Antioch, March 18th, 2012

Fronted by a new singer, Autumn unleashed their fourth studio album, which they regarded as "a logical progression" from its predecessor. Personally, I cannot tell for sure whether Altitude was a progression from My New Time or a complete transformation of the band’s sound, but I am quite convinced the move was not a logical one. Nobody – not even the most avid or optimistic of fans – could have possibly foreseen the heights Autumn attained in Altitude. If truth be told, I had never expected much of Autumn, nor had I thought the day would ever come when I would survive a single listen to an entire Autumn record without getting bored, let alone have it played nonstop for hours on end. Therefore, I have to admit I had overlooked Autumn’s potential and had doubted their musical vision which had seemed to be drifting into more pop grounds; however, Altitude proved me, as it did myriads of other sceptics, confessedly wrong.

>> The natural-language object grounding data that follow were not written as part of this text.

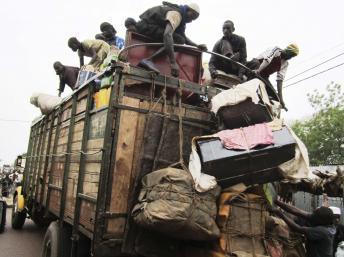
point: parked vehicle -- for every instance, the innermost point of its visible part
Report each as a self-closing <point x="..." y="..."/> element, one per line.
<point x="85" y="160"/>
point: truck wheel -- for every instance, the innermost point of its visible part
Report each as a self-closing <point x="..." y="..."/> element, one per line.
<point x="18" y="216"/>
<point x="50" y="247"/>
<point x="39" y="219"/>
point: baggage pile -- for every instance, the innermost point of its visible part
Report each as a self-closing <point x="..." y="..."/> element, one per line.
<point x="219" y="205"/>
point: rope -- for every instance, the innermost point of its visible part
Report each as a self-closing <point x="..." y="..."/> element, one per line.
<point x="251" y="228"/>
<point x="66" y="153"/>
<point x="181" y="136"/>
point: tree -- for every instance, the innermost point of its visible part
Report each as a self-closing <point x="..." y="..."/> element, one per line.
<point x="323" y="134"/>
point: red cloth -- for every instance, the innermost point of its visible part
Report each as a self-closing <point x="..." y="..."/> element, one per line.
<point x="246" y="138"/>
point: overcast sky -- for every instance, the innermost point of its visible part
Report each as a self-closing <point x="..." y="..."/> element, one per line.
<point x="35" y="34"/>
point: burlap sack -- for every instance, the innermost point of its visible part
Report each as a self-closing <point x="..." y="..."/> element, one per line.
<point x="168" y="203"/>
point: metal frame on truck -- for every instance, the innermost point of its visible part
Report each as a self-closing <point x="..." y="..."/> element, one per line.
<point x="78" y="157"/>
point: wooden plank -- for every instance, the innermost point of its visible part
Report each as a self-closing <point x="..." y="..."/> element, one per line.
<point x="70" y="199"/>
<point x="81" y="105"/>
<point x="123" y="165"/>
<point x="139" y="140"/>
<point x="95" y="144"/>
<point x="87" y="215"/>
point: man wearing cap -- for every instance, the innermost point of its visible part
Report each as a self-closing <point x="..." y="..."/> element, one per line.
<point x="230" y="45"/>
<point x="96" y="49"/>
<point x="166" y="23"/>
<point x="274" y="60"/>
<point x="68" y="75"/>
<point x="109" y="35"/>
<point x="339" y="236"/>
<point x="319" y="235"/>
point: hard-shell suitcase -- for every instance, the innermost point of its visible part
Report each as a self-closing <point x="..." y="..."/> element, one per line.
<point x="254" y="166"/>
<point x="242" y="114"/>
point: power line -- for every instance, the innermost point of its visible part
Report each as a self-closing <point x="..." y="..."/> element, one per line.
<point x="318" y="54"/>
<point x="315" y="66"/>
<point x="7" y="120"/>
<point x="315" y="75"/>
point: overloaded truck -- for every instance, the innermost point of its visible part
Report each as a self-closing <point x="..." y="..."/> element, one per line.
<point x="88" y="160"/>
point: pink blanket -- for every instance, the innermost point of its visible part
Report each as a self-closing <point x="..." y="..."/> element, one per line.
<point x="246" y="138"/>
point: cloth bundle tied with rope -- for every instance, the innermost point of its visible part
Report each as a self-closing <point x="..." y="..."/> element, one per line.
<point x="168" y="202"/>
<point x="241" y="219"/>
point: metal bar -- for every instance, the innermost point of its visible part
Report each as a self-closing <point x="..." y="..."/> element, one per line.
<point x="57" y="135"/>
<point x="36" y="184"/>
<point x="67" y="158"/>
<point x="28" y="160"/>
<point x="32" y="161"/>
<point x="80" y="196"/>
<point x="113" y="215"/>
<point x="105" y="167"/>
<point x="37" y="157"/>
<point x="52" y="186"/>
<point x="87" y="198"/>
<point x="66" y="169"/>
<point x="171" y="116"/>
<point x="47" y="158"/>
<point x="268" y="84"/>
<point x="144" y="76"/>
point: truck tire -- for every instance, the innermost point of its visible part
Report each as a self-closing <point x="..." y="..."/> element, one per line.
<point x="18" y="216"/>
<point x="50" y="247"/>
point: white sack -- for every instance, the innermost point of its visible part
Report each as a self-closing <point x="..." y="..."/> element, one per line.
<point x="298" y="167"/>
<point x="46" y="103"/>
<point x="239" y="94"/>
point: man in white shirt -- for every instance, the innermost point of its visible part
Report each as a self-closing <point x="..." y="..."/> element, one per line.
<point x="274" y="60"/>
<point x="166" y="23"/>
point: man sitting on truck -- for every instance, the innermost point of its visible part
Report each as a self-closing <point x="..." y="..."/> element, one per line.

Autumn have advanced considerably throughout their career, especially in the song-writing department: the music on Altitude is better-thought-of and much richer than anything they had ever done. Yet, despite their diversity and the various elements incorporated into each, the songs have an incredibly smooth flow, which makes Altitude an endlessly enchanting listen. Autumn feel at ease playing the heavier up-tempo songs as well as the softer slower ones without affecting the uniformity of the album even when such opposites are played in succession as are “Sulphur Rodents” and “Horizon Line”. Moreover, Marjan’s voice does not falter as it straddles such dividing lines: it neither sinks underneath the other instruments during stormy weather nor fails to float peacefully when the calm comes afterwards. It has certain warmth which Nienke’s voice lacked – that’s why Autumn sounds more genial than before, particularly to those who found Nienke’s voice quite cold and uninviting.

Stylistically, comparisons can be made between Altitude and The Gathering’s Home, especially when Autumn's music is at its serenest, as in the title track, “A Minor Dance” and "Synchro-Minds", which is the most atmospheric of all three. Autumn are, nevertheless, groovier and less atmospheric in nature, which gives their sound an identity different to that of their legendary natives. "We set out to write music that captures our hearts or imagination, not necessarily songs that fit a typical format," Jens van der Valk, the band’s guitarist, states. Accordingly, it is actually harsh to classify Altitude as gothic metal since the range of influences Autumn bring to the table is evidently broad. The Camel-influenced tunes, for example, are masterfully employed in songs like “Horizon Line”, as are the prog rock elements, which endow this record with such a peculiar elegance. Thus, Altitude is definitely not a mediocre release whose scope is narrowed down to the basics of a genre.

All in all, Altitude marked a radical step forward – or upward as it were – and demonstrated the development the band’s sound had undergone. On the one hand, the music is lavish, opulent and multi-dimensional; on the other hand, the band’s imagination is proven fertile: their vision transcendental. Thus, the songs are more than just an employment of random elements and influences; they are an evolvement of those elements into a unique sound that is Autumn’s own. Hence, it is worthy to note that the fundamental change in Autumn’s music on Altitude is not solely "one of voice", yet one that has to do with their sound altogether—even though Marjan’s voice was the trigger the band pulled to fire eleven of their most musically-shattering bullets thitherto.